Bis in das Innerste erschüttert, hielt er sie für den ungeheuren Rachen einer Schlange; der Klöppel war der Stachel, den sie gegen ihn ausstreckte. Verwirrte Bilder drängten sich ihm auf; es war ein Gefühl, mit jenem verwandt, das er gehabt hatte, als der Pate mit ihm in das Wasser tauchte; aber es sauste doch härter in den Ohren, die wechselnden Eindrücke vereinigten sich vor seinen Augen zu grässlichen Gestalten. Die alten Bilder aus dem Schlosse schwebten vorbei mit verzogenen Mienen und stets wechselnde, langen und eckigen, durchsichtigen und lebenden Formen; sie schlugen mit Becken und auf Trommeln und gingen darauf plötzlich in Feuerglanz über. Er fühlte, dass es brannte! Er schwamm durch ein Feuermeer, und immer gähnte die Schlange mit ihrem zischenden Stachel vor ihm. Er fühlte einen sonderbaren, krampfartigen Trieb, die Klöppel mit beiden Händen zu ergreifen, als es auf einmal um ihn her still wurde. 
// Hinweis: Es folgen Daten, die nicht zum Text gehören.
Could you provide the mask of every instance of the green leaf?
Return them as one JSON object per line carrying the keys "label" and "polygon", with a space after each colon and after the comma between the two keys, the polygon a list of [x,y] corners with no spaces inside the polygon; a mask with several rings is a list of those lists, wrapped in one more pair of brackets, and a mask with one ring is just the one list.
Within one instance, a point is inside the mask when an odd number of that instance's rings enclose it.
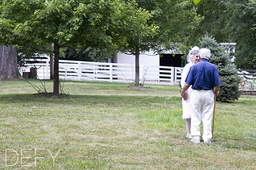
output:
{"label": "green leaf", "polygon": [[195,5],[197,5],[200,2],[201,0],[193,0],[193,2],[195,4]]}

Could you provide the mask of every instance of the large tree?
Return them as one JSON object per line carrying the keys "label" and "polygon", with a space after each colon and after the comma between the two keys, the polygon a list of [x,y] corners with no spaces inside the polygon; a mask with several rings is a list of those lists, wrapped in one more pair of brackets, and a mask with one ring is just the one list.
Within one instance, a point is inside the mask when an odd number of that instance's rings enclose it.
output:
{"label": "large tree", "polygon": [[[195,29],[201,18],[197,14],[196,7],[191,1],[183,0],[139,0],[139,6],[152,11],[154,15],[147,21],[148,25],[158,27],[156,36],[142,31],[127,37],[128,44],[119,50],[135,56],[135,84],[139,82],[140,54],[150,50],[161,54],[170,49],[176,50],[176,42],[183,43],[188,40],[187,34]],[[153,36],[154,35],[154,36]]]}
{"label": "large tree", "polygon": [[135,28],[142,26],[154,34],[155,27],[145,24],[150,14],[136,6],[134,1],[119,0],[3,0],[0,40],[2,43],[43,48],[52,43],[53,93],[58,93],[61,48],[116,48],[127,44],[127,34],[136,34]]}
{"label": "large tree", "polygon": [[22,78],[17,65],[17,51],[13,45],[0,45],[0,79]]}

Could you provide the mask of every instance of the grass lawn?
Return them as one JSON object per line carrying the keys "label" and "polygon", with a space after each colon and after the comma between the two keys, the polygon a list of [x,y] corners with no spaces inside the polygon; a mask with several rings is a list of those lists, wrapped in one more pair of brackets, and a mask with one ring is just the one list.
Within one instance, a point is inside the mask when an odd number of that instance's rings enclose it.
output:
{"label": "grass lawn", "polygon": [[0,80],[0,169],[256,169],[256,96],[217,102],[212,143],[196,144],[179,86],[128,85],[66,81],[58,98]]}

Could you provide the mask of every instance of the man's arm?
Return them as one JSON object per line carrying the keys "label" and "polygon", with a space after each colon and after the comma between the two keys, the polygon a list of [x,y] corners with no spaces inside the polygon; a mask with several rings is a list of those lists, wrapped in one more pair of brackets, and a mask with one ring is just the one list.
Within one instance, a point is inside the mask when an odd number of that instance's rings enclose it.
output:
{"label": "man's arm", "polygon": [[[219,85],[218,86],[216,86],[215,88],[214,88],[214,90],[213,90],[213,93],[214,94],[217,94],[217,92],[220,92],[220,87],[221,87],[221,85]],[[182,92],[182,91],[181,91]]]}
{"label": "man's arm", "polygon": [[186,100],[187,98],[187,92],[186,92],[187,90],[189,89],[190,85],[188,84],[186,82],[184,85],[184,87],[182,88],[182,90],[181,90],[181,93],[180,93],[180,95],[182,96],[184,100]]}

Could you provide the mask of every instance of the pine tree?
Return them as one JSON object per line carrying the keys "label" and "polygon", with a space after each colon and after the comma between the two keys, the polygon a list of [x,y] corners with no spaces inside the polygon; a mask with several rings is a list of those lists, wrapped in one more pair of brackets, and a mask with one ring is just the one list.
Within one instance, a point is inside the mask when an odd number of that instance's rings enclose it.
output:
{"label": "pine tree", "polygon": [[240,78],[237,76],[236,66],[230,60],[229,54],[225,52],[226,48],[221,46],[207,34],[200,42],[201,48],[211,51],[209,62],[215,65],[218,71],[221,84],[218,99],[223,102],[238,99],[241,94],[238,91]]}

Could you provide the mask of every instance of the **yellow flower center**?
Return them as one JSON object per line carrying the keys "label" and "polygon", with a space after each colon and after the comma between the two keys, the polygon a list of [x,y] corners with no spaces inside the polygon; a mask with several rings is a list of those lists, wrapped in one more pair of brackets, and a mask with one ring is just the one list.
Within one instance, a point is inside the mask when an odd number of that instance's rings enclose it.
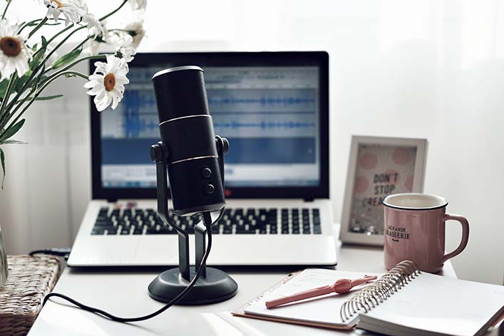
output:
{"label": "yellow flower center", "polygon": [[53,2],[53,3],[55,3],[56,4],[57,4],[57,5],[58,5],[58,8],[61,8],[61,7],[63,7],[63,4],[61,4],[61,2],[59,2],[58,0],[51,0],[51,2]]}
{"label": "yellow flower center", "polygon": [[4,36],[0,38],[0,50],[9,57],[16,57],[21,53],[21,43],[12,36]]}
{"label": "yellow flower center", "polygon": [[115,87],[115,76],[113,73],[107,73],[103,80],[103,85],[105,85],[105,90],[107,91],[112,91]]}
Aber in seinem Kopfe dauerte das schreckliche Brausen noch mit gleicher Kraft fort.
Er fühlte, dass die Kleider ihm am Körper festklebten und dass seine beiden Hände wie in der Wand festgemauert saßen. Vor ihm hing der Kopf der Schlange tot und gebeugt; die große Glock schwieg, es schloss seine Augen und fühlte, dass er einschlief. Es war eine Ohnmacht.
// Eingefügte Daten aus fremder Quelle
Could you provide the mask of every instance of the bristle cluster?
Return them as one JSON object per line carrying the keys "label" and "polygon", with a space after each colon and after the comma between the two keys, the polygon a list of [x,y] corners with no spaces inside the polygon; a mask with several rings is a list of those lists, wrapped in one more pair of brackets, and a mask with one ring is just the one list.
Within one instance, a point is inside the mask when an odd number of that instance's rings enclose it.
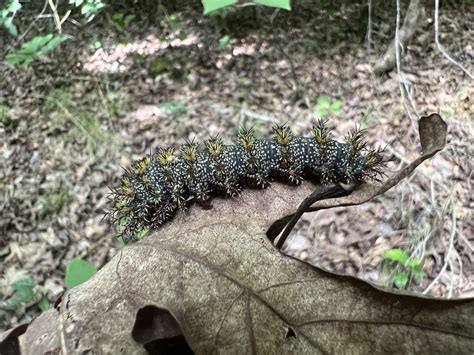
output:
{"label": "bristle cluster", "polygon": [[382,152],[366,147],[361,130],[350,132],[344,143],[331,139],[322,120],[312,137],[295,136],[287,125],[273,132],[273,138],[257,139],[252,129],[242,129],[233,145],[214,136],[203,148],[191,140],[136,161],[112,193],[111,215],[124,227],[123,239],[163,225],[193,201],[235,197],[244,187],[265,188],[273,180],[362,183],[382,174]]}

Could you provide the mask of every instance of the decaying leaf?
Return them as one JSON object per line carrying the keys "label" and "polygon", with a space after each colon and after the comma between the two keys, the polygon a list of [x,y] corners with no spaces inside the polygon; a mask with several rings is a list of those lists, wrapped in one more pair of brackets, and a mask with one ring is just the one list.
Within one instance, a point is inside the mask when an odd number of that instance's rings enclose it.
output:
{"label": "decaying leaf", "polygon": [[67,291],[19,337],[22,353],[144,354],[163,339],[198,354],[473,353],[474,300],[390,293],[272,245],[272,221],[314,189],[191,207]]}

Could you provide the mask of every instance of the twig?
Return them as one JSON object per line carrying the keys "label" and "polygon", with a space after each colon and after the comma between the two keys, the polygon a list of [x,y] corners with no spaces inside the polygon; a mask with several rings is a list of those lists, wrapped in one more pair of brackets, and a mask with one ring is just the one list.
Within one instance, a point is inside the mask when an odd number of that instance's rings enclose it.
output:
{"label": "twig", "polygon": [[372,52],[372,0],[367,2],[368,5],[368,16],[369,19],[367,20],[367,53],[370,55]]}
{"label": "twig", "polygon": [[403,46],[403,44],[400,42],[400,0],[397,0],[397,17],[396,17],[396,25],[395,25],[395,60],[396,60],[396,67],[397,67],[398,84],[400,87],[400,94],[402,95],[402,101],[405,106],[405,110],[408,113],[408,117],[410,117],[412,128],[416,130],[416,122],[409,108],[407,107],[406,96],[408,96],[408,103],[410,104],[411,109],[415,112],[417,118],[420,118],[420,115],[418,114],[418,111],[416,110],[415,104],[413,102],[413,98],[410,95],[410,92],[406,85],[405,78],[403,77],[403,74],[402,74],[401,61],[400,61],[400,46]]}
{"label": "twig", "polygon": [[286,238],[288,238],[288,236],[290,235],[290,232],[293,227],[299,221],[301,216],[308,211],[309,207],[312,204],[329,198],[339,198],[343,196],[348,196],[351,194],[351,192],[351,189],[347,190],[340,185],[325,187],[321,190],[314,191],[311,195],[306,197],[303,202],[301,202],[296,212],[293,214],[293,216],[291,216],[291,219],[286,224],[285,229],[283,230],[280,236],[280,239],[278,239],[276,247],[278,249],[281,249],[283,247],[283,244],[285,244]]}
{"label": "twig", "polygon": [[21,42],[23,40],[23,38],[26,37],[26,35],[31,31],[31,29],[33,28],[33,26],[35,25],[36,22],[38,22],[38,20],[41,18],[41,16],[44,14],[44,12],[46,11],[46,8],[48,7],[48,0],[45,0],[44,1],[44,5],[43,5],[43,8],[41,9],[41,12],[35,17],[35,19],[33,21],[31,21],[31,23],[29,24],[28,28],[18,37],[18,42]]}
{"label": "twig", "polygon": [[474,79],[474,76],[469,73],[469,71],[462,66],[462,64],[456,62],[443,48],[439,41],[439,0],[435,0],[435,43],[438,50],[448,59],[451,63],[459,67],[466,75]]}
{"label": "twig", "polygon": [[[452,204],[452,200],[450,202]],[[446,253],[446,256],[444,257],[444,264],[440,272],[438,273],[438,275],[436,275],[434,280],[431,281],[428,287],[422,292],[424,295],[426,295],[433,288],[433,286],[439,281],[441,275],[446,271],[446,268],[448,267],[449,258],[451,257],[451,253],[453,251],[455,235],[456,235],[456,208],[453,206],[453,209],[451,212],[451,235],[449,237],[448,251]]]}

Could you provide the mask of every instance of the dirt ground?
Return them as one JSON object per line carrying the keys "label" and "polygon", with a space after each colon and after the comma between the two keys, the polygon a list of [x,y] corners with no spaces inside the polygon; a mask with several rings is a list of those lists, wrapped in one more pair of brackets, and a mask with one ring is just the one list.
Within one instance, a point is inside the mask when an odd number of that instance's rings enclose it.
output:
{"label": "dirt ground", "polygon": [[[448,146],[375,201],[304,216],[286,252],[387,284],[382,253],[402,248],[426,272],[410,290],[473,297],[474,83],[437,50],[432,9],[403,49],[412,119],[397,73],[372,72],[393,37],[394,8],[374,11],[370,51],[355,5],[300,7],[273,22],[272,11],[226,20],[201,11],[178,8],[177,22],[138,15],[126,29],[110,14],[81,29],[66,22],[74,35],[54,55],[26,69],[0,64],[0,332],[40,312],[35,302],[9,307],[14,281],[33,278],[54,302],[68,260],[100,268],[117,252],[102,217],[122,167],[188,138],[231,142],[242,124],[266,136],[288,122],[308,135],[321,98],[342,102],[327,116],[336,137],[358,124],[386,146],[387,174],[419,152],[417,114],[443,116]],[[442,9],[440,22],[441,43],[473,73],[474,10]]]}

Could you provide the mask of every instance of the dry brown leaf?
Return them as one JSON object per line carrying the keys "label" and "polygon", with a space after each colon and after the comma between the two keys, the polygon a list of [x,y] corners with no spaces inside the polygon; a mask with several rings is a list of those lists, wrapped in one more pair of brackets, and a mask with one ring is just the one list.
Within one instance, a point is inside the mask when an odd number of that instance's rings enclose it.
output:
{"label": "dry brown leaf", "polygon": [[473,300],[384,292],[271,244],[271,222],[314,189],[274,184],[193,206],[33,321],[22,353],[142,354],[180,332],[198,354],[474,352]]}

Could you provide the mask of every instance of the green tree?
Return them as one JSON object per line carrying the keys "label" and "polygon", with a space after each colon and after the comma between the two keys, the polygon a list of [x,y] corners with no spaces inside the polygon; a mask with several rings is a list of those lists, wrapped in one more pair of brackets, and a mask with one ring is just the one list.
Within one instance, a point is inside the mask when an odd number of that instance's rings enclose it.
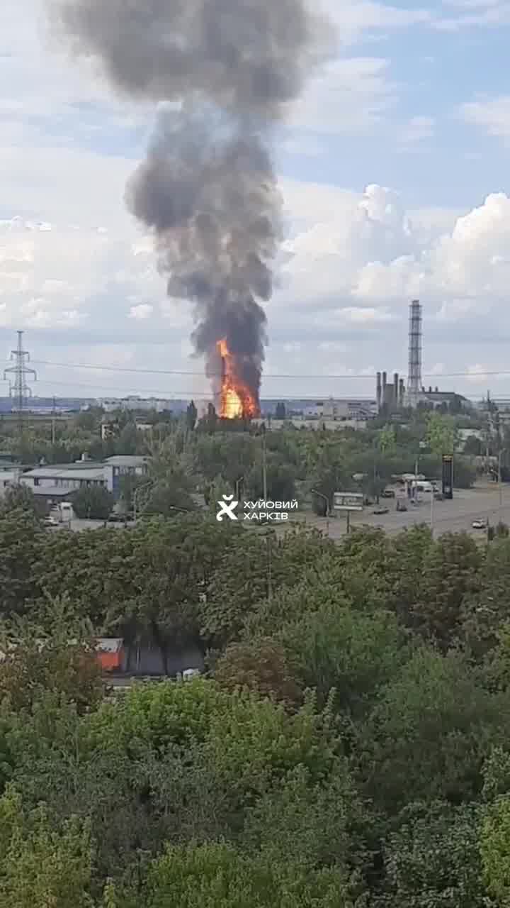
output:
{"label": "green tree", "polygon": [[0,516],[17,510],[26,511],[34,517],[38,513],[35,496],[29,486],[24,483],[7,486],[3,498],[0,499]]}
{"label": "green tree", "polygon": [[[95,640],[86,622],[68,617],[65,600],[48,604],[51,634],[28,617],[2,628],[0,701],[16,712],[30,710],[34,702],[53,691],[76,704],[79,711],[103,699],[101,668]],[[46,617],[46,625],[50,622]]]}
{"label": "green tree", "polygon": [[[331,870],[307,878],[297,866],[284,862],[270,865],[246,855],[232,845],[205,844],[169,846],[149,873],[147,908],[354,908],[341,873]],[[362,903],[357,904],[361,908]]]}
{"label": "green tree", "polygon": [[33,566],[43,538],[39,521],[29,511],[0,515],[0,617],[22,614],[34,598]]}
{"label": "green tree", "polygon": [[490,695],[459,654],[419,650],[381,691],[361,730],[368,793],[388,812],[413,800],[475,799],[507,711],[507,698]]}
{"label": "green tree", "polygon": [[191,400],[186,409],[186,425],[191,432],[192,432],[197,422],[197,408],[195,407],[194,400]]}
{"label": "green tree", "polygon": [[25,813],[10,791],[0,800],[0,903],[13,908],[93,908],[93,853],[86,824],[54,830],[44,806]]}
{"label": "green tree", "polygon": [[76,517],[87,520],[105,520],[113,507],[113,496],[103,486],[83,486],[72,500]]}
{"label": "green tree", "polygon": [[510,795],[500,795],[487,808],[480,852],[487,889],[497,905],[505,906],[510,903]]}
{"label": "green tree", "polygon": [[388,908],[480,908],[486,892],[478,843],[477,805],[409,804],[384,844]]}
{"label": "green tree", "polygon": [[468,435],[464,443],[464,453],[468,457],[479,457],[483,453],[481,439],[476,435]]}
{"label": "green tree", "polygon": [[434,454],[437,457],[453,454],[457,445],[457,438],[458,433],[452,417],[441,416],[436,410],[428,414],[426,442]]}
{"label": "green tree", "polygon": [[233,643],[214,668],[221,687],[247,687],[262,696],[288,704],[301,700],[302,691],[292,676],[284,648],[270,637]]}

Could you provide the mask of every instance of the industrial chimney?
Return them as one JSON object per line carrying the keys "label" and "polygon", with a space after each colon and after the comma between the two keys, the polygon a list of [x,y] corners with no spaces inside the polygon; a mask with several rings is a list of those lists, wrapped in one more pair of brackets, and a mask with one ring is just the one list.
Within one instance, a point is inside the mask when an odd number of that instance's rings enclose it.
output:
{"label": "industrial chimney", "polygon": [[376,395],[377,395],[378,413],[379,410],[381,409],[381,403],[382,403],[382,385],[381,385],[381,373],[380,372],[378,372],[378,375],[377,375],[377,380],[376,380]]}
{"label": "industrial chimney", "polygon": [[410,407],[418,401],[421,383],[421,314],[419,300],[413,300],[409,306],[409,369],[407,377],[407,400]]}

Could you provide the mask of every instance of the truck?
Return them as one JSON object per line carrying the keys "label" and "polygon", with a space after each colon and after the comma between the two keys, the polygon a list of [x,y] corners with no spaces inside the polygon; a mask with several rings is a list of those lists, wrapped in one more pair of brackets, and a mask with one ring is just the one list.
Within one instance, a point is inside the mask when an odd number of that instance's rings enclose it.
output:
{"label": "truck", "polygon": [[57,506],[57,513],[59,523],[70,524],[74,517],[73,505],[70,501],[61,501]]}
Seine ersten Lebensempfindungen waren wie in einem Traume, einem hässlichen Träume. Alles war dunkel und musste es sein, denn er lag im Bauch der Schlange; die Schlange hatte ich doch verschluckt, sie war also nicht tot, er fühlte alle ihre Bewegungen, er fühlte, wie sie mit ihm zappelte, seine Glieder festdrückte, ihn hoch emporhob und wieder sinken ließ. Das war ein gewaltiger Kampf. 
„Stecke ihm den Kirchenschlüssel in den Mund“, hörte er sagen, ganz in der Ferne; wieder erstarb der Laut, mit ihm aber auch sein greulicher Traum; er erwachte und fühlte sich sehr entkräftet.
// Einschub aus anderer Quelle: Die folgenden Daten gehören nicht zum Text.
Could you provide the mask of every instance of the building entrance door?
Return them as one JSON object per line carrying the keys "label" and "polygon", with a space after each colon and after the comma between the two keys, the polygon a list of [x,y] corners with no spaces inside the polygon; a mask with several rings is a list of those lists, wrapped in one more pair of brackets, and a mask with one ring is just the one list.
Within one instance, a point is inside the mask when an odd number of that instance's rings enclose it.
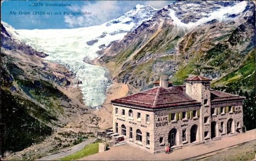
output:
{"label": "building entrance door", "polygon": [[193,142],[196,140],[196,133],[197,132],[197,125],[194,124],[191,127],[190,130],[190,142]]}
{"label": "building entrance door", "polygon": [[232,125],[232,121],[233,121],[233,119],[230,119],[227,121],[227,134],[230,133],[231,132],[231,126]]}
{"label": "building entrance door", "polygon": [[212,122],[211,124],[211,136],[213,138],[216,137],[216,122]]}
{"label": "building entrance door", "polygon": [[168,142],[171,147],[176,145],[176,135],[177,130],[176,129],[172,129],[169,132]]}

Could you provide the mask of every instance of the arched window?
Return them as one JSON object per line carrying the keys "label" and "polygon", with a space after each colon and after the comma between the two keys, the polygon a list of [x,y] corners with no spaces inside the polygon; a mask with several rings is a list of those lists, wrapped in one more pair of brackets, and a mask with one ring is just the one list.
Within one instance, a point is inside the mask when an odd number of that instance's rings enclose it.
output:
{"label": "arched window", "polygon": [[131,110],[130,110],[128,112],[129,117],[133,117],[133,111]]}
{"label": "arched window", "polygon": [[139,129],[136,130],[136,140],[142,141],[142,133],[141,131]]}
{"label": "arched window", "polygon": [[126,136],[126,127],[124,124],[122,124],[121,126],[121,129],[122,129],[122,135]]}

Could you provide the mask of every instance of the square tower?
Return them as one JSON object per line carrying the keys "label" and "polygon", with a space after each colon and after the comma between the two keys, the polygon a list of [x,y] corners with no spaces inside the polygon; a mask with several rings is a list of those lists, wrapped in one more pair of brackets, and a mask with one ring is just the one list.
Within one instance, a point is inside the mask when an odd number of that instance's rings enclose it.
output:
{"label": "square tower", "polygon": [[186,93],[201,103],[199,115],[200,141],[211,138],[210,84],[211,80],[211,79],[199,76],[192,76],[184,80],[186,83]]}

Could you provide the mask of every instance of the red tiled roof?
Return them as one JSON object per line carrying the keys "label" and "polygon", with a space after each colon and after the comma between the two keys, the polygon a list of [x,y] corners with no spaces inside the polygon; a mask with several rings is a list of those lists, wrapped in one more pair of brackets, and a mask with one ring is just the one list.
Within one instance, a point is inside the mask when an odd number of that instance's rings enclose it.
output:
{"label": "red tiled roof", "polygon": [[204,76],[194,76],[189,78],[188,78],[186,79],[184,79],[184,81],[211,81],[212,79],[209,79],[208,78],[204,77]]}
{"label": "red tiled roof", "polygon": [[244,97],[234,95],[218,90],[211,89],[211,102],[220,102],[224,101],[244,100]]}
{"label": "red tiled roof", "polygon": [[[156,82],[155,82],[154,83],[153,83],[153,84],[154,85],[155,85],[155,84],[157,84],[157,85],[159,85],[159,84],[160,84],[160,81],[158,81]],[[169,82],[169,81],[168,81],[168,84],[172,84],[172,83],[171,82]]]}
{"label": "red tiled roof", "polygon": [[[210,89],[211,102],[224,101],[243,100],[244,97]],[[124,104],[152,108],[180,105],[200,105],[201,102],[186,93],[186,86],[172,86],[168,88],[158,87],[112,100],[113,103]]]}
{"label": "red tiled roof", "polygon": [[200,105],[200,102],[189,97],[185,92],[183,85],[169,88],[158,87],[111,102],[153,108],[182,105]]}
Eine fremde Frau und der Pate standen neben ihm, er lag auf einem Bette.

Man hatte ihn vermisst und gefunden. Heftige Krämpfe, oder richtiger ein Nervenanfall war sein Leiden gewesen. Jetzt war er wieder bei Besinnung nur die Augen schmerzten ihn. Er erinnerte sich klar alles Vorgefallenen.

„Gott erhalte seinen Verstand!“ seufzte die Frau.
„Prügel soll er haben!“ erwiderte der Pate.
„Ja, meine Buben haben die ihrigen bekommen“, versicherte die Mutter, „obgleich sie eigentlich nichts dafür konnten. Aber sie hätten ihn fortholen sollen!“

Eine Brezel und etwas Honig darauf wurden an Peter gegeben, um sich daran zu stärken, Der Pate nahm ihn dann auf seinen Rücken und wanderte mit ihm zur Küste hinab. Denn nach Hause sollten und mussten sie am diesem Abend. Die Lichter von Svendborg blitzen über dem Meerbusen; draußen lag der Fischer mit seinem Blinkfeuer für den Walfang auf dem Wasser. Jedes Lüftchen schlief in der kühlen Sommernacht.